De Luca, la frase rubata ai vertici Pd: "L'alternativa qual è?"
Del suo libro Nonostante il Pd si è parlato in lungo e in largo. Anche chi non ha letto le durissime righe di Vincenzo De Luca contro il suo partito, ha appreso dalle anticipazioni apparse sui quotidiani e dall'intervista del governatore della Campania a Che tempo che fa in studio da Fabio Fazio sul Canale 9, come la situazione al Nazareno sia tra il comico e il tragico.
L'ex sceriffo di Salerno, in guerra aperta con Elly Schlein per la questione del terzo mandato (lui vorrebbe ricandidarsi, la leader si ostina a rispondergli picche) e più in generale per la sua gestione politica "grottesca", regala però ogni giorno qualche chicca in più, utile a illuminare il lettore e l'elettore su cosa accada dietro le quinte del principale partito della sinistra italiana, in crisi d'identità ormai perenne.

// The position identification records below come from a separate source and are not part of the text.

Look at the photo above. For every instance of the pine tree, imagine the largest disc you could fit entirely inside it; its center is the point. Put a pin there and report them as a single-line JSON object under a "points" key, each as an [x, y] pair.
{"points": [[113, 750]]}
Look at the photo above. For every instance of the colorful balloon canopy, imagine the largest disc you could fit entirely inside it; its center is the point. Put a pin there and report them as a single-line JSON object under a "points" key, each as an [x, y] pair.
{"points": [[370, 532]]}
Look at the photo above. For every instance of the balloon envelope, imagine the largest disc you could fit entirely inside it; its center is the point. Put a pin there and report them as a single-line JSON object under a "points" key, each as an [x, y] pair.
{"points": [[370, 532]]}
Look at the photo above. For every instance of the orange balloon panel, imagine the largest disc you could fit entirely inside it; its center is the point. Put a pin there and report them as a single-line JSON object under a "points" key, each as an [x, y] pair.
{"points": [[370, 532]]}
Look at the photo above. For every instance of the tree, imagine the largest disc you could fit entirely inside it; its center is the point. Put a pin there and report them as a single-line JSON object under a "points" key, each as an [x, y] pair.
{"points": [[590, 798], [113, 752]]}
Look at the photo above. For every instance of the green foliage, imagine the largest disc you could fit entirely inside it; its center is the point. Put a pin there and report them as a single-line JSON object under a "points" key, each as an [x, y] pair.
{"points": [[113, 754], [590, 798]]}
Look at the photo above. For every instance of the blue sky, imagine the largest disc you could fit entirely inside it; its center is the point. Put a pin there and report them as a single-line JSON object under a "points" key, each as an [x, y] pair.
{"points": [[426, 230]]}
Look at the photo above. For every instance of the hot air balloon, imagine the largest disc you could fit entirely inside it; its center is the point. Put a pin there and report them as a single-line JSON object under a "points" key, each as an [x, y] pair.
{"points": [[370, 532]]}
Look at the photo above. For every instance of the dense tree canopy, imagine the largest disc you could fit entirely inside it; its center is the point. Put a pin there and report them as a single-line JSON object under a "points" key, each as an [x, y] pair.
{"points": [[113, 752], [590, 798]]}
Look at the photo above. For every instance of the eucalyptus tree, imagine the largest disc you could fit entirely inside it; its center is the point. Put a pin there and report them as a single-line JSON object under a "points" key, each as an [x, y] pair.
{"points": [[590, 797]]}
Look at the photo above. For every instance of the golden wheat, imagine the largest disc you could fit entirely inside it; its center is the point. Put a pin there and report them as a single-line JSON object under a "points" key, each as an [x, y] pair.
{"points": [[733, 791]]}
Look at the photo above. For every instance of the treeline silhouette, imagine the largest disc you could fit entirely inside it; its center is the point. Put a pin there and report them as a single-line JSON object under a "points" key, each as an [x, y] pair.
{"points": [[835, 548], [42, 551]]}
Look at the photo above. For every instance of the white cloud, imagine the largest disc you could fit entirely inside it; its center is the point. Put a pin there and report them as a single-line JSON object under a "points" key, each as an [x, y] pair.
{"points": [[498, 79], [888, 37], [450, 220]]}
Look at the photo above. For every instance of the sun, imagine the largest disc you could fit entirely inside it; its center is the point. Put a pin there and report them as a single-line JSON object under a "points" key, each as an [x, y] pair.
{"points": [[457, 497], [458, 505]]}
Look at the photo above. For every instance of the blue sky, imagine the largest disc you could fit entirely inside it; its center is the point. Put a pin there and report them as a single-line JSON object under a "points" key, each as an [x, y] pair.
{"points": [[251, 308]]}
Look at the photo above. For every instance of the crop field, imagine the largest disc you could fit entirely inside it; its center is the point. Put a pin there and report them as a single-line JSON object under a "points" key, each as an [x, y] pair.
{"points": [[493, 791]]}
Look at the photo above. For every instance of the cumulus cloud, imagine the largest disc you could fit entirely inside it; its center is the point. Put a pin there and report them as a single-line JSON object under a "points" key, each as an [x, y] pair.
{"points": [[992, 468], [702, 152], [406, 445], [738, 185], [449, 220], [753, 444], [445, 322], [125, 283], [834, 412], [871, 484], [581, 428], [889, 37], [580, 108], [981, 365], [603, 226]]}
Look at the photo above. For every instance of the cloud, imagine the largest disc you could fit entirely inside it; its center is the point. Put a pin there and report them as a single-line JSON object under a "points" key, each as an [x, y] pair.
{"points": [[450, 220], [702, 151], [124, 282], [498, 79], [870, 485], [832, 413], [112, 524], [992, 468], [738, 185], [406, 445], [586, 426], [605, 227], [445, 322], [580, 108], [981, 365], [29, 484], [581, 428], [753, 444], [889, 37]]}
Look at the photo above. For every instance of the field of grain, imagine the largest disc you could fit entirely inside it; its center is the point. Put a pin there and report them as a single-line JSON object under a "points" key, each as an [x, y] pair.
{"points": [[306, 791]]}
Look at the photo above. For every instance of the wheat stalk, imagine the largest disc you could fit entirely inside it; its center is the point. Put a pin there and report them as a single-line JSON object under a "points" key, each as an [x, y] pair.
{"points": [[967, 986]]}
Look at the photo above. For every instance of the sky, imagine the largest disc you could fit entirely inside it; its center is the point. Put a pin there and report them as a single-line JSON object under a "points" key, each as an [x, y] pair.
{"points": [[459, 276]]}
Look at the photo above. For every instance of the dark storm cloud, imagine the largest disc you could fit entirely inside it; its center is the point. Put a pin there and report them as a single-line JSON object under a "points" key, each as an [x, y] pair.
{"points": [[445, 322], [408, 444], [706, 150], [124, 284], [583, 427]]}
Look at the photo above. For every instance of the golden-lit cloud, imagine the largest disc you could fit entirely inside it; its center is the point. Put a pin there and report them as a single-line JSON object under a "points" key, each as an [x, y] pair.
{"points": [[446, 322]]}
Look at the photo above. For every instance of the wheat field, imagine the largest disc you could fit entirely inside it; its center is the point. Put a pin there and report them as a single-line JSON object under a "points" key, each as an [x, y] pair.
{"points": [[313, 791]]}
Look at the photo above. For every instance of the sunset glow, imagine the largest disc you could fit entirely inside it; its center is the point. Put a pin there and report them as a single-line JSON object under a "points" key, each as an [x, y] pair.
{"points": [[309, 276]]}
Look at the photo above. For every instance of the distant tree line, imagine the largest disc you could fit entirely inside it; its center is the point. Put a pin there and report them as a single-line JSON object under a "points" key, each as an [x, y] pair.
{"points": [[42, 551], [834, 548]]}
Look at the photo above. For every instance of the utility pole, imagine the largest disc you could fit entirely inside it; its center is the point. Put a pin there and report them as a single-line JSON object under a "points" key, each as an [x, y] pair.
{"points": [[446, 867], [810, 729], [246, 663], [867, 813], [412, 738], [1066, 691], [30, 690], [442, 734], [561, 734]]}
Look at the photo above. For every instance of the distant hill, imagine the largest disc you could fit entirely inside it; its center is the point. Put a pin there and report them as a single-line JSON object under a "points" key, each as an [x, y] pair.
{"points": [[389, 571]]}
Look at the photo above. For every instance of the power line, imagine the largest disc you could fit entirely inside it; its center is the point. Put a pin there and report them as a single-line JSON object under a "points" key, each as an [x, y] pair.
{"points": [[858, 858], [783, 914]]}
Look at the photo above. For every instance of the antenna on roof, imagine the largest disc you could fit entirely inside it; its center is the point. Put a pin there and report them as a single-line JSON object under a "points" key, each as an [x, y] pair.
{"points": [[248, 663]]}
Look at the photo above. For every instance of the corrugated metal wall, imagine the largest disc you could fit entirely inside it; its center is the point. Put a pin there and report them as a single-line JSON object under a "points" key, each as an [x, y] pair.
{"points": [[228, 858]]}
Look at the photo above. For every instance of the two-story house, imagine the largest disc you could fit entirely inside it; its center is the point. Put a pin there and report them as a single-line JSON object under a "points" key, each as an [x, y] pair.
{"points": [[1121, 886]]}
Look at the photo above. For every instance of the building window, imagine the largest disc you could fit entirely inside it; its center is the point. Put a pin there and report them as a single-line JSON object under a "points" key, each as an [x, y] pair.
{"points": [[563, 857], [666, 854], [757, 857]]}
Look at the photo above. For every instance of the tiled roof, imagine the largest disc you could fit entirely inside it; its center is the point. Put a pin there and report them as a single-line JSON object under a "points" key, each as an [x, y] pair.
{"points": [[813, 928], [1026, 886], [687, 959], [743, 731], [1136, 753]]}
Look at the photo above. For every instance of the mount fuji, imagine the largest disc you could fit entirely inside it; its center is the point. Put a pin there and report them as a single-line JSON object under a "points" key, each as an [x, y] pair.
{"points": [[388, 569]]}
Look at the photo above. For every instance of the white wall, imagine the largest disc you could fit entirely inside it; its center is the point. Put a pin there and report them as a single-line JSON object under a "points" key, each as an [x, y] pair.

Secondo De Luca, intervistato alla Biblioteca Salaborsa di Bologna dal condirettore del Quotidiano Nazionale Raffaele Marmo, "ha valore discutere del Pd perché serve alla democrazia italiana avere una forza di opposizione autorevole, credibile, in grado di presentarsi come una alternativa vera a questo governo di squinternati che abbiamo in questo momento in Italia". Una alternativa, si evince dalle parole del governatore, che non ancora non c'è. "Al momento quando facciamo delle osservazioni critiche sull'attuale governo ci viene detto 'sì, ma l'alternativa quale è?'. Davanti a questa osservazione - chiosa - rimaniamo un po' disarmati".
Quindi le ben note accuse ai vertici dem: "Il metodo di selezione dei gruppi dirigenti del Partito Democratico è un metodo in negativo: più perdi i voti più vai avanti. Sembra paradossale ma così è, non troverete un dirigente nazionale che abbia conquistato qualcosa nel suo territorio di riferimento, che abbia vinto una battaglia elettorale, che abbia il coraggio di presentarsi con la sua faccia davanti agli elettori". Lui, vero e proprio capo-bastone del partito nel Mezzogiorno, la sua faccia la metterebbe eccome, per la terza volta di fila. Ma, sottolinea, "c'è un meccanismo perverso che è fondato sul correntismo. Non sui meriti, non sul valore politico, non sulla qualità culturale, non sulla tenuta organizzativa, ma è fondato sulla appartenenza alle correnti".